Little do they know that a lifetime of misery awaits them when they make the final journey into what is supposed to be peace-filled bliss. Especially when that journey takes place in the mouth of a kraken, and the cause for being there is a betrayal from the person whom you trusted the most.

Every inch of her skin haunted his mind, every word she ever spoke echoed through the chasm that his mind had become, and the burning hatred for her filled his heart with a pain like no other, even though it no longer beat here.

"I'm not sorry."

A rock left his hand, and flew toward the wall, hitting it with a sharp crack. Leaning against the stone wall, wheezing from exhaustion, he tilted his head back, and closed his eyes.

"It's after you, not the ship. Not us. It's the only way, don't you see?"

The inky darkness behind his eyelids matched the thick air around him. In every direction he looked was a never ending passageway. He was almost sure that he had stumbled down every one countless times, but they all looked the same. Everything looked the same. Light did not exist here. Hope did not exist here. Life was never going to exist here.
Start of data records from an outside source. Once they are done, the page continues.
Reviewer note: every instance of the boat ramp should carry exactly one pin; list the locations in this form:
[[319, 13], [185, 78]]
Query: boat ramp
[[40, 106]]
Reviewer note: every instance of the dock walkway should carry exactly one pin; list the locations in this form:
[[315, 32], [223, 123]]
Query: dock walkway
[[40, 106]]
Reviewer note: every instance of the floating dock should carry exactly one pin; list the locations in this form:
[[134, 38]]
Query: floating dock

This was his hell, the one that she had sent him to. He could live with his life being taken away. Death was not something he had been afraid of in all of the times that he had been so close to it, but this, this was torture.
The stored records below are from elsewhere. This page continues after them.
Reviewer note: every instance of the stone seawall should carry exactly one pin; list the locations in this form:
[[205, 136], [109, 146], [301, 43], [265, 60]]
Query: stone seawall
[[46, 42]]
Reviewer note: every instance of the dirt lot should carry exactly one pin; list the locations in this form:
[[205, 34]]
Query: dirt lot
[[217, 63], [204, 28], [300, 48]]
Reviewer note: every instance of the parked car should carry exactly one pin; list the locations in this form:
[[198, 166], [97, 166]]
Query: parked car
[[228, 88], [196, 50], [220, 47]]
She had taken it away twice. Once when she chained him to the mast, and now, as he sat on the stone floor, trapped in the endless maze of tunnels.

He had come back to stay with his ship. He had chosen to die for them, for her. He had wanted to do the right thing. Then she took that choice away from him in one fell swoop, and the unspoken words were so loud that she might as well have shouted them. She thought so little of him that she felt she had to force him into sacrifice, instead of trusting him to do it himself. She had taken away the one thing that he had always valued most, even over life itself. His freedom was gone, and he swore that he would make her hurt equally, if he ever saw the light of day again.
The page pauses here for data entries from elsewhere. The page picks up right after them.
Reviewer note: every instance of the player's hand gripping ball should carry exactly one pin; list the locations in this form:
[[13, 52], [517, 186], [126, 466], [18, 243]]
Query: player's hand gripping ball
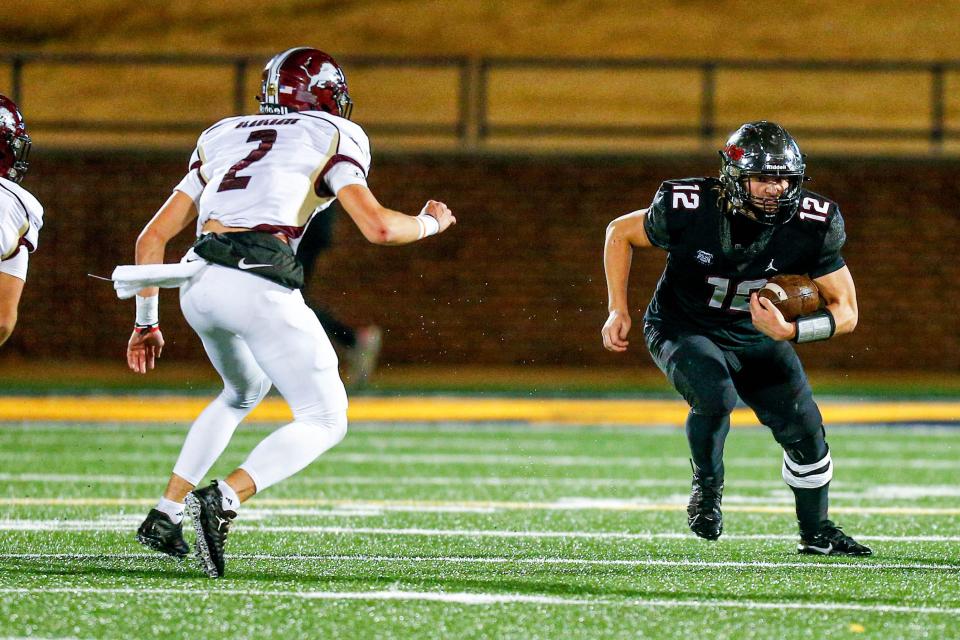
[[793, 295]]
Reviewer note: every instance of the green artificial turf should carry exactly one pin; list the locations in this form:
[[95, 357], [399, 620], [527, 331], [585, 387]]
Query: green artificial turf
[[480, 531]]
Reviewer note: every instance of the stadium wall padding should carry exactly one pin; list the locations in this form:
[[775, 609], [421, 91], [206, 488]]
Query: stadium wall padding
[[519, 280]]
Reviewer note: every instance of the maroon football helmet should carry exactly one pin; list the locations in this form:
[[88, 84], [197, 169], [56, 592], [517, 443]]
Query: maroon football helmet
[[304, 79], [14, 141]]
Scoffing, he picked at the trinkets in his hair. Time didn't matter anymore. It could have been years since he had been in this place, and he wouldn't know the difference. He placed his other hand over his heart, feigning the shock he once felt the first couple of times. There was no longer a heartbeat. Nothing. No pulse in his veins, no breath in his lungs. No life in him at all. And he was never getting out of here.

He lifted himself up off the floor, swearing that he could hear his bones grinding together. Right about now, he would normally feel his head ache for the sweet taste of rum, but he hadn't felt a craving for food nor drink in a long time. Perhaps this is what his mutinous first mate had felt when he had taken that last piece of Aztec gold. Even now, he didn't feel sorry for that worthless excuse for a man. He would still wish this and a thousand times worse for him.

"I'm proud of you, Jack."

Gritting his teeth, he took a couple steps forward, without aim or direction. His movement stopped when he heard a noise that was not coming from him. Cautiously turning around, he narrowed his eyes as the noise became more clear.